Losing access to instances via floating IPs

Bug #1744412 reported by Kieran Forde
34
This bug affects 2 people
Affects Status Importance Assigned to Milestone
neutron
Won't Fix
Medium
Ihar Hrachyshka

Bug Description

Description of problem:
Neutron Floating IPs stop working, instances become unreachable.

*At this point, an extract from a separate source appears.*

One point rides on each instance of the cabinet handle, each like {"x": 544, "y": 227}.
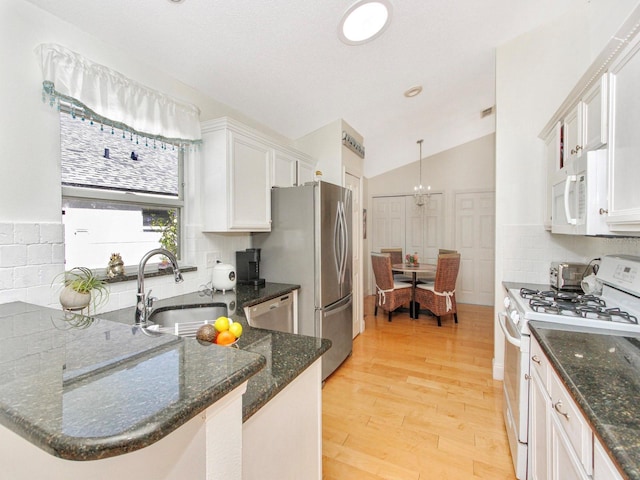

Version-Release number of selected component (if applicable):
Ocata.

Neutron-related RPMs:
puppet-neutron-10.3.2-0.20180103174737.2e7d298.el7.centos.noarch
openstack-neutron-common-10.0.5-0.20180105192920.295c700.el7.centos.noarch
openvswitch-ovn-common-2.6.1-10.1.git20161206.el7.x86_64
openstack-neutron-sriov-nic-agent-10.0.5-0.20180105192920.295c700.el7.centos.noarch
python-neutron-lib-1.1.0-1.el7.noarch
openvswitch-2.6.1-10.1.git20161206.el7.x86_64
python2-neutronclient-6.1.1-1.el7.noarch
python-openvswitch-2.6.1-10.1.git20161206.el7.noarch
openstack-neutron-lbaas-10.0.2-0.20180104200311.10771af.el7.centos.noarch
openvswitch-ovn-host-2.6.1-10.1.git20161206.el7.x86_64
python-neutron-10.0.5-0.20180105192920.295c700.el7.centos.noarch
openvswitch-ovn-central-2.6.1-10.1.git20161206.el7.x86_64
openstack-neutron-metering-agent-10.0.5-0.20180105192920.295c700.el7.centos.noarch
python-neutron-lbaas-10.0.2-0.20180104200311.10771af.el7.centos.noarch
openstack-neutron-openvswitch-10.0.5-0.20180105192920.295c700.el7.centos.noarch
openstack-neutron-ml2-10.0.5-0.20180105192920.295c700.el7.centos.noarch
openstack-neutron-10.0.5-0.20180105192920.295c700.el7.centos.noarch

How reproducible:
Not sure. We have noticed over the past day or so several users complaining about unreachable instances. Not all VMs have this issue and it is not clear how connectivity was lost in the first place.

Actual results:
In some cases, router is active on more than one controller, or router looks in the correct configuration but the qg-xxxx interface isn't NAT-ing the traffic to the qr-xxx interface. Iptables look correct.

Expected results:
VMs reachable via FIP.

Additional info:
Some ports appear to be stuck in 'BUILD' status, but not sure what is causing it.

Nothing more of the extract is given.